Zeitz also made himself available once a week for Q&A sessions online so he could help connect the dots for interns across various areas of business, find out what they were learning, and how their work affects clients or consumers.
“Because you’re not in the building, you’re not able to walk in and see people in their office, so once a week we’d have a different department head speak about that facet of the business, which allowed them to see what was going on and how things work out,” he added.
Zeitz said any successful distance internship should be sure to use video extensively, to provide a sense of you-are-there immediacy: “Video all day was extremely important, the screen was open the whole time, so you could look over at the other person and say, ‘Hey.’ Everything was done with video.”
Constant contact was another critical factor in making sure interns were being productive and engaged. Zeitz learned his own lessons on how virtual internships would progress in the future. “We’ve already hired a number of our remote interns for full employment, and those are people we would have otherwise never had been exposed to,” he said. “We ended up getting the kids that don’t live here, and we’ve got three that have already started and have moved here as a result.”

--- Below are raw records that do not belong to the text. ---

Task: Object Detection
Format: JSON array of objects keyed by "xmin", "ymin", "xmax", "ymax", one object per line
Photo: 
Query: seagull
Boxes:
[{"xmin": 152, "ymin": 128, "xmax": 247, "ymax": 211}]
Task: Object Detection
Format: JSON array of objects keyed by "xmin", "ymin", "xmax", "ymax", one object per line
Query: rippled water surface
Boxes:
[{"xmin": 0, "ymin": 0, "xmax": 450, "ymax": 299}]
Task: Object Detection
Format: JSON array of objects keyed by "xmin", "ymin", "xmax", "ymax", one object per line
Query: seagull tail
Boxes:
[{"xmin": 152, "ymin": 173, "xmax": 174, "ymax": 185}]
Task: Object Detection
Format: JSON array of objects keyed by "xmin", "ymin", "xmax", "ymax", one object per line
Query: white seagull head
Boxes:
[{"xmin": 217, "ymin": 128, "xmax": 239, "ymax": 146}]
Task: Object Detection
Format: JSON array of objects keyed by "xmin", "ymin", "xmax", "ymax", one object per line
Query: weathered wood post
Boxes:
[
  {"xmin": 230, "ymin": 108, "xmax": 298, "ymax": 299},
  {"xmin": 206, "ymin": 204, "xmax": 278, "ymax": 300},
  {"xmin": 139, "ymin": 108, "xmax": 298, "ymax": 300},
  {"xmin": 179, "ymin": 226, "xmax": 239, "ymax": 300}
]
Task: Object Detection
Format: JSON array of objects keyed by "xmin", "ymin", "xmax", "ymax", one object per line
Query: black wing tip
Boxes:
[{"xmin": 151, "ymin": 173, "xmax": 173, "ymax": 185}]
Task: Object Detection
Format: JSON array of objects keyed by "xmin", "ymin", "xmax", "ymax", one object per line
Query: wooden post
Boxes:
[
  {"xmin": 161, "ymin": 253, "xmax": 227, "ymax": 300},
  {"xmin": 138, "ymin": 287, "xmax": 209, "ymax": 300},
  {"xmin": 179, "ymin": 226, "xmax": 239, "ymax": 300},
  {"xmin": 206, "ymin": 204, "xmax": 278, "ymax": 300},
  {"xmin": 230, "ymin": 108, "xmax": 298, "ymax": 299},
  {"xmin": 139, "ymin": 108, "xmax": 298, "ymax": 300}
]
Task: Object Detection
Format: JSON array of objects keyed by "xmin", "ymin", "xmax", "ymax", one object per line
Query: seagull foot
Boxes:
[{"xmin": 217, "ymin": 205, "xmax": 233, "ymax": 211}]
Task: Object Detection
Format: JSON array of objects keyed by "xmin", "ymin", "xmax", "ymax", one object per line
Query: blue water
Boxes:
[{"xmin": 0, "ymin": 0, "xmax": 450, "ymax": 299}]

Zeitz noted the remote internship program has worked out so well that GRUBBRR has decided to continue it during the school year, with the flexibility for interns to work between 10-20 hours per week.
Remote Internships Need Tech… and Flexibility
Kelly Penry, director of Chicago-based business and technology consulting firm West Monroe’s talent acquisition function, said COVID-19 has “catapulted” the company into being nimbler. They’ve learned that virtual internships can deliver the same “really high quality” elements as in-person ones.

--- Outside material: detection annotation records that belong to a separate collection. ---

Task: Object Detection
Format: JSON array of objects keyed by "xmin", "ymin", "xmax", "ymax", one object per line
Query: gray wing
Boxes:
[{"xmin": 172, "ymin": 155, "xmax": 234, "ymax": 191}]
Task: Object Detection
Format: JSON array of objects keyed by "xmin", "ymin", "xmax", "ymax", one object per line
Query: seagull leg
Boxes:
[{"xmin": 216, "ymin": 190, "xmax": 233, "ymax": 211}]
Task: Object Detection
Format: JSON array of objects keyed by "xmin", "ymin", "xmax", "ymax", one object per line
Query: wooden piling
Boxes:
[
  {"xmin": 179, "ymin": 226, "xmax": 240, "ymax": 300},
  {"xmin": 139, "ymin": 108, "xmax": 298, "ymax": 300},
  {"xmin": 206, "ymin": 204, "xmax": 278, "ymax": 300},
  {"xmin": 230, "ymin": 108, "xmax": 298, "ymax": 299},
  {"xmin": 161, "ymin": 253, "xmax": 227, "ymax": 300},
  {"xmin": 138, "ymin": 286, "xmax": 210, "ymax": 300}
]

“At the end of the internship, whether it’s virtual or in person, we want to extend a full-time offer,” she said. “We wanted to make sure we really drove home the culture, and building relationships is imperative—you have a really short period of time to provide impact and value, and make sure with leaders and the project managers, and other interns develop a camaraderie.”

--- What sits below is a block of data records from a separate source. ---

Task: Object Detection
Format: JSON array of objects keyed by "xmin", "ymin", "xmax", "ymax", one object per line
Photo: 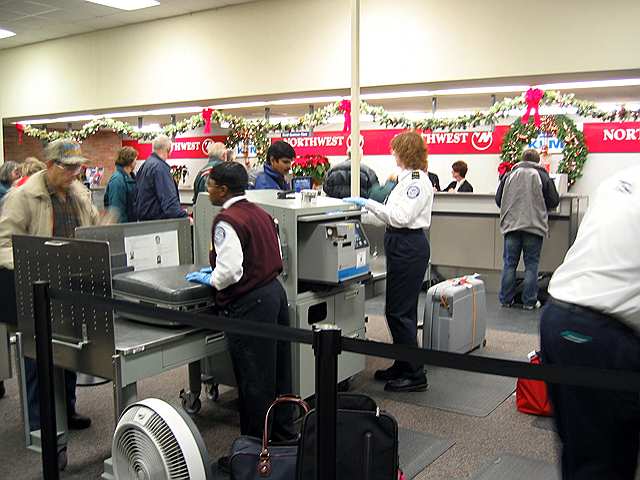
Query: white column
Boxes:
[
  {"xmin": 0, "ymin": 117, "xmax": 4, "ymax": 165},
  {"xmin": 351, "ymin": 0, "xmax": 360, "ymax": 197}
]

To do so remotely, Penry said the company tapped into digital conferencing resources such as Zoom, as well as collaboration tools such as Microsoft Teams and a platform called Miro (a free online collaborative whiteboarding program).
She noted the interns also created their own chat through GroupMe, which is “like texting but for larger groups.” It’s important to allow for corporate flexibility so that interns can find their own avenues in which they can come together.
“Given that everyone was virtual, it seemed like there was more collaboration by their own means, because they were able to see other interns around the country—this gave them more opportunity to reach across home offices and reach other interns,” she said.
Penry added that remote internships have given those just starting out a feel for how remote work environments function: “It’s also about getting development opportunities with virtual tools, and business skills virtually—you’re really learning more about the professional environment, and learning how to operate in a remote state.”
Because you can’t physically wander around the office and check in on interns, Penry said it’s critically important to make sure the company clearly sets out roles and responsibilities for interns, and those to whom they’re reporting.
“We actually created a new intern liaison role where they would check in with the interns on Zoom and talk about what that day would look like and what questions they have,” she said. “We made sure to focus on social feedback every day with coaches and career advisers, making sure we were being innovative with engagement.”